Foynøya
- Interactive map of Foynøya

Geography
- Location: Arctic
- Archipelago: Svalbard

Administration
- Norway

Demographics
- Population: 0 (uninhabited)

= Foynøya =

Island in Svalbard, Norway

Foynøya is an island off the coast of Nordaustlandet, Svalbard. Sources give the size as about 1.5 km2 or about 2 km2. The island is named after whaling pioneer Svend Foyn. Previous names include Walrus Eyland, Föyen's Island and Foyn Island.

The island is part of the Nordaust-Svalbard Nature Reserve.

==History==

Cornelis Giles went on an expedition in the Arctic in 1707 because that year there was a warm season. He passed by several islands, including the Seven Islands, Kvitøya, and other minor islands. One of those islands had a massive walrus colony on it, and thus he gave it the name “Walrus Eyland”. When he returned to the Netherlands, he and Outger Rep created a map based on Giles' navigational logs and shore descriptions..

The island was later rediscovered in Benjamin Leigh Smith's 1871 Svalbard Expedition, during which he was sailing on the Sampson. This later led to the area being frequented by Norwegian whalers like Svend Foyn.

In May 1928, the airship Italia broke down on its way back from the North Pole.
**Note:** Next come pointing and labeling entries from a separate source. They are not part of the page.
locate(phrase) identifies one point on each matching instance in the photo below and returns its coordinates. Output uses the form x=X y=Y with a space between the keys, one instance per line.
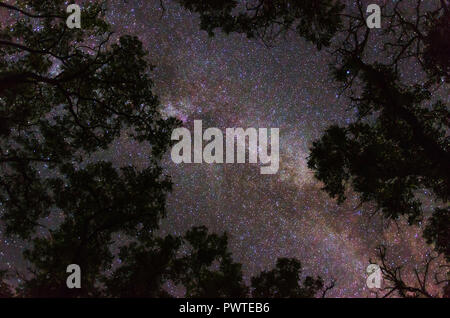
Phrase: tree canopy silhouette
x=398 y=145
x=65 y=96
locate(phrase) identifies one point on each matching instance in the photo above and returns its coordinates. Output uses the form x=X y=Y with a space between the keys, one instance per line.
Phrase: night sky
x=231 y=81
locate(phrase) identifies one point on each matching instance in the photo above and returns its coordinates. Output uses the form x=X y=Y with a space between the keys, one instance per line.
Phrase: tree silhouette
x=398 y=145
x=284 y=282
x=421 y=286
x=65 y=96
x=316 y=21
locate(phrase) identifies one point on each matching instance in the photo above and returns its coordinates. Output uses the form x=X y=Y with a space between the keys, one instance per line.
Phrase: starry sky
x=231 y=81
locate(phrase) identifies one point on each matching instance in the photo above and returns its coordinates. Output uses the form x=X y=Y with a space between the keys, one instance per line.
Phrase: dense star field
x=232 y=81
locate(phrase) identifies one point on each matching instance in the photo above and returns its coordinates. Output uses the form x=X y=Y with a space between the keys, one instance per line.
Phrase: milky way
x=231 y=81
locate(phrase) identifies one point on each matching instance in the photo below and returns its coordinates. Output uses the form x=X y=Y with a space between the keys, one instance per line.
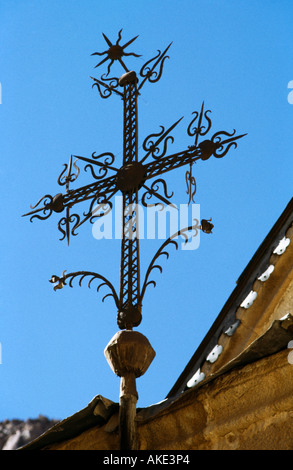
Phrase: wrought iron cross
x=133 y=176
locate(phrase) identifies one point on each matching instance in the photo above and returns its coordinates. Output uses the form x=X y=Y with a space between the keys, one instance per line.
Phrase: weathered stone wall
x=249 y=408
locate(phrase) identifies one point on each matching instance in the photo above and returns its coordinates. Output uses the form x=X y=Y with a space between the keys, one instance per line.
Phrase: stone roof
x=274 y=337
x=244 y=295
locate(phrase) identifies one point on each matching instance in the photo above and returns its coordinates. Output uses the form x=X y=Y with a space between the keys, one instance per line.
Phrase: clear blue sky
x=237 y=56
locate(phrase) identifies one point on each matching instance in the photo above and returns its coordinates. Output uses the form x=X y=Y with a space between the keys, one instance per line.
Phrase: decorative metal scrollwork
x=220 y=150
x=199 y=129
x=106 y=89
x=66 y=222
x=47 y=206
x=153 y=191
x=70 y=177
x=60 y=282
x=149 y=73
x=191 y=185
x=104 y=166
x=183 y=232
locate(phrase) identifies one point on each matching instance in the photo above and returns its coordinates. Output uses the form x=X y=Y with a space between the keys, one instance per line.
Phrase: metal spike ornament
x=129 y=352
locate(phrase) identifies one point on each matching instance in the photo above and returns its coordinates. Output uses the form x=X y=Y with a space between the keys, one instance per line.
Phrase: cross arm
x=216 y=147
x=98 y=190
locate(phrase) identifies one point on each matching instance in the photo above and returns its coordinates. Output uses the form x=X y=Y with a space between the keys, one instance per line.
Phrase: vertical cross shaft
x=129 y=314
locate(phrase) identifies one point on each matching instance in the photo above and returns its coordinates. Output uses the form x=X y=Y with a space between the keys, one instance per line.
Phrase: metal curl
x=191 y=185
x=62 y=179
x=105 y=89
x=199 y=129
x=48 y=201
x=149 y=73
x=220 y=150
x=42 y=199
x=107 y=161
x=102 y=171
x=153 y=147
x=66 y=221
x=102 y=203
x=61 y=281
x=182 y=232
x=153 y=191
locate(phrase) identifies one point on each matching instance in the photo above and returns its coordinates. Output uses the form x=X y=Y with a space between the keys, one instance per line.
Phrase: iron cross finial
x=130 y=178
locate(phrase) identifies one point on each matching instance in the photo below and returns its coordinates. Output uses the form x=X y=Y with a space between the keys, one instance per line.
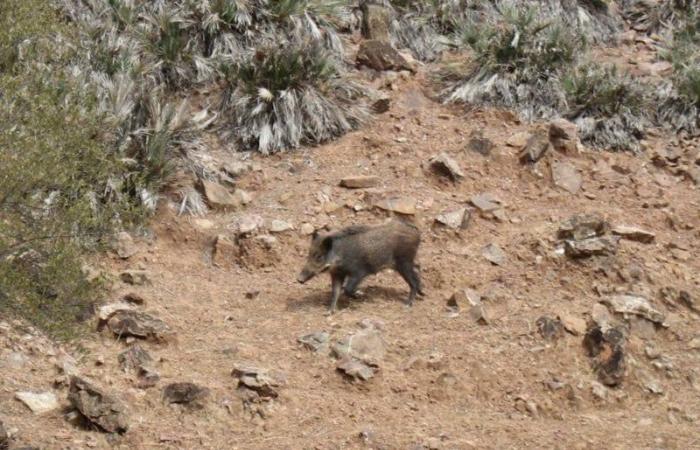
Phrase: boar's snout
x=304 y=276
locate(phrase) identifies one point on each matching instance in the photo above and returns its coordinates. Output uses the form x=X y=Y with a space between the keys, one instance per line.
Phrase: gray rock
x=463 y=298
x=355 y=369
x=248 y=224
x=381 y=105
x=444 y=165
x=99 y=408
x=39 y=403
x=582 y=226
x=567 y=177
x=634 y=305
x=535 y=148
x=486 y=202
x=188 y=394
x=376 y=22
x=607 y=352
x=366 y=345
x=634 y=234
x=280 y=226
x=518 y=140
x=135 y=358
x=135 y=277
x=4 y=438
x=125 y=245
x=494 y=254
x=126 y=323
x=219 y=197
x=381 y=56
x=479 y=144
x=457 y=219
x=564 y=136
x=237 y=168
x=550 y=329
x=262 y=381
x=597 y=246
x=401 y=205
x=316 y=342
x=359 y=181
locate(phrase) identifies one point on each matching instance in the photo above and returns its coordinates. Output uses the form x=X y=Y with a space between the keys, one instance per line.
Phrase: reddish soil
x=495 y=385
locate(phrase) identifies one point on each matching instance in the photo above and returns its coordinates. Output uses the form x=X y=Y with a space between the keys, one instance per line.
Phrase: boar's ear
x=327 y=243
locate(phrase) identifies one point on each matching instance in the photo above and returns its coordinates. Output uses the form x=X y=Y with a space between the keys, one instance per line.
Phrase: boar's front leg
x=407 y=272
x=336 y=285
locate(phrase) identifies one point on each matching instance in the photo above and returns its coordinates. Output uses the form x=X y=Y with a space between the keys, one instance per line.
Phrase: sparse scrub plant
x=286 y=95
x=611 y=110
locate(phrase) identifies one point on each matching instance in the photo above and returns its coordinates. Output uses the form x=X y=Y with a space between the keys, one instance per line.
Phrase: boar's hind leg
x=407 y=273
x=336 y=284
x=351 y=284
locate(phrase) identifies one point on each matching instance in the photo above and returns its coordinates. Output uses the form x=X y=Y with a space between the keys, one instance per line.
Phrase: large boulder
x=100 y=409
x=380 y=56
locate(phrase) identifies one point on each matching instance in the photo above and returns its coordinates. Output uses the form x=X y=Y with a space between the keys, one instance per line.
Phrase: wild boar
x=353 y=253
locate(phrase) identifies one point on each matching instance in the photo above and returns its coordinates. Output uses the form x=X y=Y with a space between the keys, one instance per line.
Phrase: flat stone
x=464 y=297
x=634 y=305
x=634 y=234
x=494 y=254
x=454 y=219
x=125 y=245
x=535 y=148
x=359 y=181
x=518 y=140
x=104 y=312
x=134 y=359
x=237 y=168
x=135 y=277
x=39 y=403
x=572 y=324
x=582 y=226
x=249 y=223
x=366 y=345
x=316 y=342
x=263 y=381
x=567 y=177
x=479 y=144
x=563 y=135
x=597 y=246
x=355 y=369
x=219 y=197
x=401 y=205
x=486 y=202
x=280 y=226
x=381 y=105
x=224 y=251
x=550 y=329
x=127 y=323
x=188 y=394
x=307 y=229
x=445 y=165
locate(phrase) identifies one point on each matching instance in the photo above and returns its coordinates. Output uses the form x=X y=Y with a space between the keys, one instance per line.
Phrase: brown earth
x=446 y=382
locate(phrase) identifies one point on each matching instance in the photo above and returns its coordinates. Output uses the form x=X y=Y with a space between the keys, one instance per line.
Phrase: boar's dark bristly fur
x=353 y=253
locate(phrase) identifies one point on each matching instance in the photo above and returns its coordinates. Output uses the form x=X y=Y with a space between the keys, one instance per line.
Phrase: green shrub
x=58 y=199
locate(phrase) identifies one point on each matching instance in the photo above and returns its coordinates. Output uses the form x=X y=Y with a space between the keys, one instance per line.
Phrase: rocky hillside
x=562 y=296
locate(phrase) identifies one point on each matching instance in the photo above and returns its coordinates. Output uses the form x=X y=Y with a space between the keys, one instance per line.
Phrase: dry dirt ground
x=446 y=382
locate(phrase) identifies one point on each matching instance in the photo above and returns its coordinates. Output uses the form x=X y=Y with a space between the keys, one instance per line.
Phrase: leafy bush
x=287 y=95
x=58 y=197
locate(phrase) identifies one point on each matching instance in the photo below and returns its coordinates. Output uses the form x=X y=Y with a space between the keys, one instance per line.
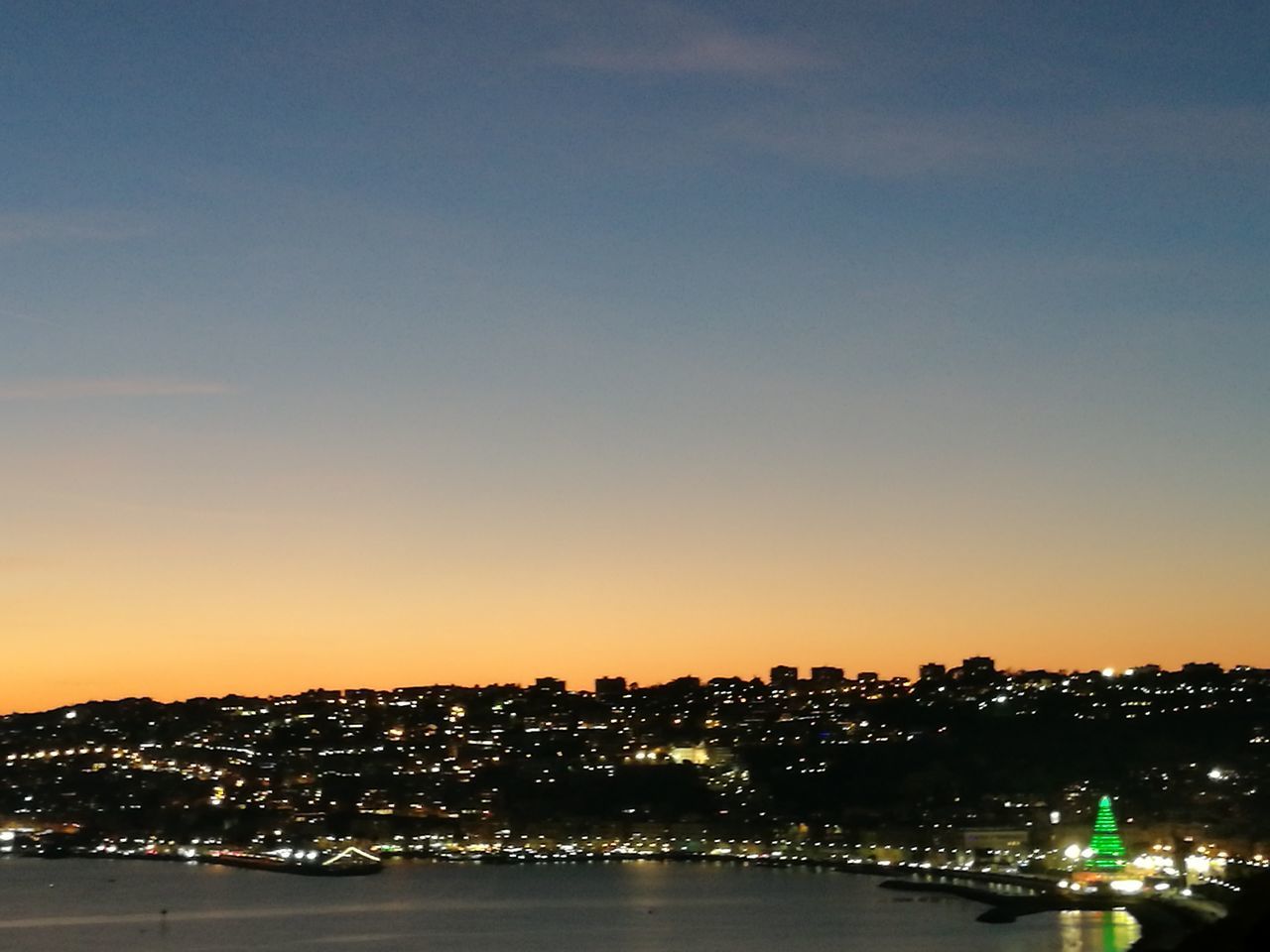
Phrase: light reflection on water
x=1097 y=932
x=71 y=905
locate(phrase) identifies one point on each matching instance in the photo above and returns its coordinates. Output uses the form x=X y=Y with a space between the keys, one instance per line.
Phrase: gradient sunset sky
x=380 y=344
Umberto Nobile and eight of his companions remained on the drifting ice. When they were discovered from the plane on June 20, they were a few kilometers northeast of Foynøya. Two members of a rescue expedition, the Italian captain Gennaro Sora (1892–1949) and his Dutch dog sledder Sjef van Dongen (1906–1973), were stranded on the island in July 1928. They had set off from the North Cape of the island of Chermsideøya on 18 June and advanced via Scorsbyøya, Cape Platen and Cape Bruun to Foynøya, where they had arrived on 4 July. Here they had run out of provisions and dog food, so that they themselves were in need. [4] On the morning of July 12, 1928, they were discovered by the Soviet icebreaker Krasin and picked up by two Swedish seaplanes in the evening. [5] The international rescue operation was later described in the radio play SOS ... Rao Rao ... Foyn, whose title also includes the name of the island of Foynøya.